Molecular Mediators of Modality-Dependent Axon Facilitated Axon Regeneration
Wednesday, September 12, 2018
3:00 PM-5:00 PM
BIOMED PhD Thesis Defense
Molecular Mediators of Modality-Dependent Axon Facilitated Axon Regeneration Using Novel Tissue Engineered Nerve Grafts
Kritika Katiyar, PhD Candidate, School of Biomedical Engineering, Science and Health Systems, and Doctoral Researcher, Department of Neurosurgery, Perelman School of Medicine, University of Pennsylvania
D. Kacy Cullen, PhD, Research Associate Professor, Department of Neurosurgery, Perelman School of Medicine, University of Pennsylvania
Yinghui Zhong, PhD, Associate Professor, School of Biomedical Engineering, Science and Health Systems
Peripheral nerve injury (PNI) is increasingly common with over 200,000 peripheral nerve repairs performed every year in the United States. Common causes of PNI include trauma, tumor excision, and iatrogenic injury. The current gold standard for nerve repair is the autologous nerve graft (autograft) wherein a healthy sensory nerve is taken from another part of the body to repair injured nerve. However, only about 40-50% of patients receiving autograft treatment exhibit functional recovery. This is likely due to the differences in sensory vs motor axon guidance. A major developmental mechanism of axon guidance is axon facilitated axon guidance, where a pioneer axon reaches the end target first, followed by the bolus of growing axons that use the pioneer axon as a guide; this is seen also in vitro when motor neurons and sensory neurons are co-cultured.

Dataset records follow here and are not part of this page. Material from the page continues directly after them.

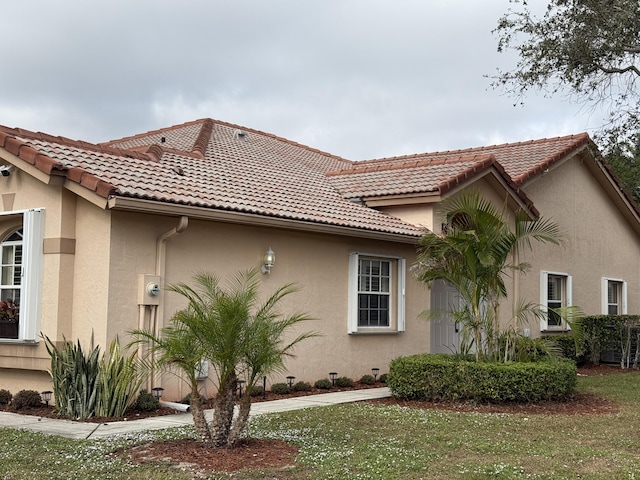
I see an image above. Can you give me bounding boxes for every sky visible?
[0,0,603,160]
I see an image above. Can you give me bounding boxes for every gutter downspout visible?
[149,215,189,391]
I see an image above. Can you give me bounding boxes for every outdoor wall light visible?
[151,387,164,401]
[40,390,53,407]
[237,380,245,397]
[261,247,276,273]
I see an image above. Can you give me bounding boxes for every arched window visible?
[0,228,23,338]
[0,208,45,343]
[0,228,23,304]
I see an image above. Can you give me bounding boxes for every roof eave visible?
[106,196,420,245]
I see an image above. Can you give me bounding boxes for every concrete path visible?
[0,387,391,439]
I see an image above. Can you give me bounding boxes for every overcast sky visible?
[0,0,601,160]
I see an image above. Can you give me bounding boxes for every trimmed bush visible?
[387,354,577,403]
[0,388,13,405]
[360,375,376,385]
[315,378,333,390]
[133,390,160,412]
[291,382,311,392]
[250,385,264,397]
[336,377,355,388]
[271,383,291,395]
[13,390,42,410]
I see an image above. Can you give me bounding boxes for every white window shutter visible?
[397,258,407,332]
[19,209,44,342]
[540,271,549,331]
[347,252,358,333]
[600,277,609,315]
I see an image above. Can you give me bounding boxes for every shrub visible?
[540,334,578,361]
[336,377,355,388]
[251,385,264,397]
[133,390,160,412]
[292,382,311,392]
[315,378,333,390]
[271,383,291,395]
[13,390,42,410]
[360,375,376,385]
[388,354,577,403]
[0,388,13,405]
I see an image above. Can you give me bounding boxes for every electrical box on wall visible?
[138,273,160,305]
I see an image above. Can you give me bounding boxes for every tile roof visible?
[0,119,424,237]
[358,133,590,185]
[327,154,515,198]
[0,119,604,237]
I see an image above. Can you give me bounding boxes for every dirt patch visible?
[117,438,298,473]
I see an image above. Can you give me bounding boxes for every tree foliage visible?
[133,270,315,448]
[605,133,640,204]
[493,0,640,143]
[415,192,561,360]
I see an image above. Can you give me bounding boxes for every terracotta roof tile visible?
[358,133,590,185]
[0,119,600,237]
[2,119,423,237]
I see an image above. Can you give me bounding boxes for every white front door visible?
[431,280,460,353]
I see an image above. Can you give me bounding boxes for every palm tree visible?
[133,270,315,448]
[416,192,560,360]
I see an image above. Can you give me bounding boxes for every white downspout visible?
[150,215,189,386]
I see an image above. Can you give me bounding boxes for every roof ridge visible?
[100,117,354,165]
[326,153,495,176]
[513,133,590,185]
[358,132,589,164]
[0,125,154,161]
[0,126,117,198]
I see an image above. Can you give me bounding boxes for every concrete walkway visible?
[0,387,391,439]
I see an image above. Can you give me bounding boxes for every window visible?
[348,253,405,333]
[602,278,627,315]
[0,209,44,342]
[540,271,571,331]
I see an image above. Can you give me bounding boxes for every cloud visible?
[0,0,599,159]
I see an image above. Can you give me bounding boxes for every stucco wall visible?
[521,157,640,324]
[109,212,429,398]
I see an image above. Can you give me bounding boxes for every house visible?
[0,119,640,399]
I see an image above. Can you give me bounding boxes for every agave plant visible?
[43,335,100,420]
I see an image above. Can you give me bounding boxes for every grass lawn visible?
[0,372,640,480]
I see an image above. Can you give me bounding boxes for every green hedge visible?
[387,354,577,403]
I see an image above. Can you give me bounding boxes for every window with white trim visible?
[540,271,572,331]
[0,209,44,342]
[602,277,627,315]
[348,252,406,333]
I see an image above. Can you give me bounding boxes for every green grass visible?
[0,372,640,480]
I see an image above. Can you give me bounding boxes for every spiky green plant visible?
[96,337,142,417]
[43,335,100,419]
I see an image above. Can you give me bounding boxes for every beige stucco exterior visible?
[0,167,436,399]
[0,129,640,400]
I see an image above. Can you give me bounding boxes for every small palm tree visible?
[133,270,315,448]
[416,192,560,360]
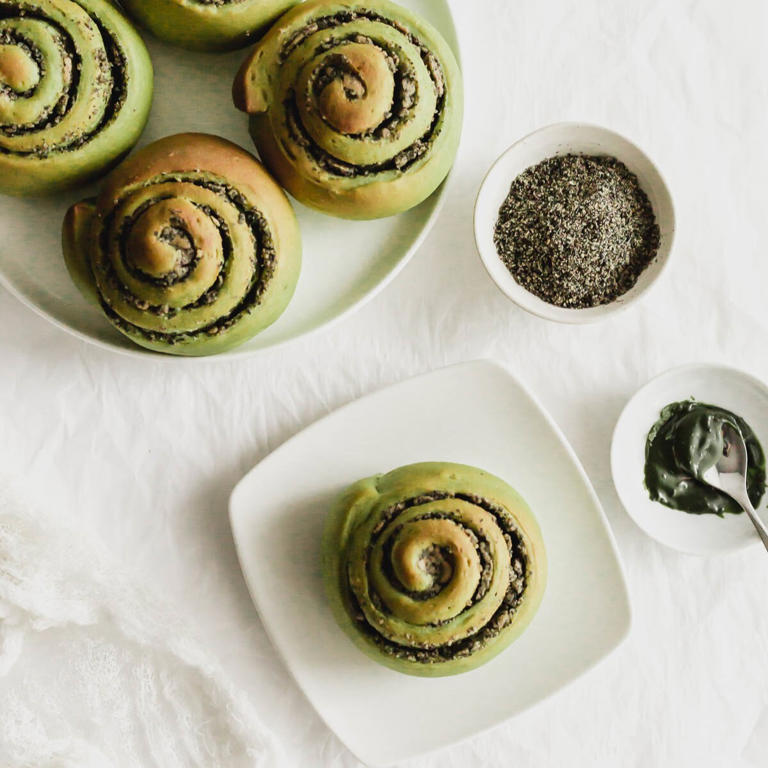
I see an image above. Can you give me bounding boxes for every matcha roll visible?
[234,0,463,219]
[0,0,152,195]
[63,134,301,355]
[323,463,546,677]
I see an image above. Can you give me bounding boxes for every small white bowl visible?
[611,363,768,555]
[475,123,675,323]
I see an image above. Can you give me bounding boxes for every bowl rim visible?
[473,120,677,325]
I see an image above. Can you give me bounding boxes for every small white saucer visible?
[611,364,768,555]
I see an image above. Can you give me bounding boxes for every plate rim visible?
[0,0,466,366]
[611,361,768,558]
[228,357,634,768]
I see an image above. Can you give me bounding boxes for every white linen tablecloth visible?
[0,0,768,768]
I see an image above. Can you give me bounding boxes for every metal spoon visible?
[701,422,768,549]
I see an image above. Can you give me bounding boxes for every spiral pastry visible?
[122,0,299,51]
[323,463,546,677]
[233,0,463,219]
[63,134,301,355]
[0,0,152,195]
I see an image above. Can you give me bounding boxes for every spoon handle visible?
[730,490,768,549]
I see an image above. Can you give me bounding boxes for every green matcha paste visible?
[645,400,765,517]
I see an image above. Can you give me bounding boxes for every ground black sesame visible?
[494,155,659,309]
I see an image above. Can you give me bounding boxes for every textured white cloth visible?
[0,0,768,768]
[0,477,277,768]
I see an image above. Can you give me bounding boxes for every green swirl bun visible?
[122,0,299,51]
[323,463,547,677]
[233,0,463,219]
[0,0,152,195]
[63,134,301,355]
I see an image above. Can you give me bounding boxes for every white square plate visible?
[230,361,630,766]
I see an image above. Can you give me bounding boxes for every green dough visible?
[234,0,463,219]
[63,134,301,355]
[0,0,153,195]
[122,0,299,51]
[645,400,765,517]
[323,462,547,677]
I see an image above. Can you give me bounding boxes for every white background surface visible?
[0,0,768,768]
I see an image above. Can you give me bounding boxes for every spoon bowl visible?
[700,421,768,549]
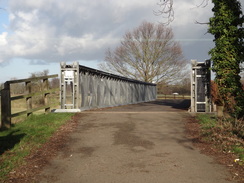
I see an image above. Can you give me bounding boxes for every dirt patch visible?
[186,117,244,183]
[111,122,154,152]
[5,114,84,183]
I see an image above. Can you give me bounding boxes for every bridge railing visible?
[0,74,58,128]
[60,62,156,110]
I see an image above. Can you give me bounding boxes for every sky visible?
[0,0,244,83]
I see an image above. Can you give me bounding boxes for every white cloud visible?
[0,0,217,65]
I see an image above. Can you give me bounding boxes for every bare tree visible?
[154,0,209,25]
[100,22,187,83]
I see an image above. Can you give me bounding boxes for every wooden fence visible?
[1,74,58,128]
[157,94,191,100]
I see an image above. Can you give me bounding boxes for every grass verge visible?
[0,113,73,181]
[197,114,244,166]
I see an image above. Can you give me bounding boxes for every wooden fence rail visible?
[1,74,58,128]
[157,94,191,100]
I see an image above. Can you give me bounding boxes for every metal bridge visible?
[60,62,156,111]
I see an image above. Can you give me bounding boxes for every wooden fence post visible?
[43,78,50,113]
[1,82,11,128]
[25,81,32,116]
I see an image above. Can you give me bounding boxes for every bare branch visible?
[100,22,187,82]
[154,0,174,25]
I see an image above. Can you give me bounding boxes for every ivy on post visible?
[208,0,244,118]
[1,82,11,128]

Current nerve repair strategies do not take into consideration modality dependent axon regeneration. To address this, we have utilized the technique of axon stretch-growth to develop tissue engineered nerve grafts (TENGs) consisting of long, aligned axon tracts. We have previously reported the efficacy of TENGs in bridging critical nerve gap lengths. These first generation TENGs were comprised of pure sensory stretch grown axons. Here we expand this technology to include motor and mixed motor-sensory stretch grown axons to better suit different nerve types. Motor and mixed motor-sensory TENGs were fabricated by implementing the technique of forced neuronal aggregation and culturing these motor aggregates in custom-built mechanobioreactors. These stretch grown constructs were then used as a testbed to determine key molecular mediators of axon guidance by analyzing expression profiles of specific CAMs in sensory and motor TENGs over time and the effect of stretch growth on CAM expression.
Lastly, sensory, motor, and mixed motor-sensory TENGs were transplanted into a rat sciatic nerve injury model to determine the regenerative efficacy of these modality specific constructs. Electrophysiological and nerve and muscle morphometry assessments confirmed that inclusion of motor axons into the constructs improved functional regeneration outcomes.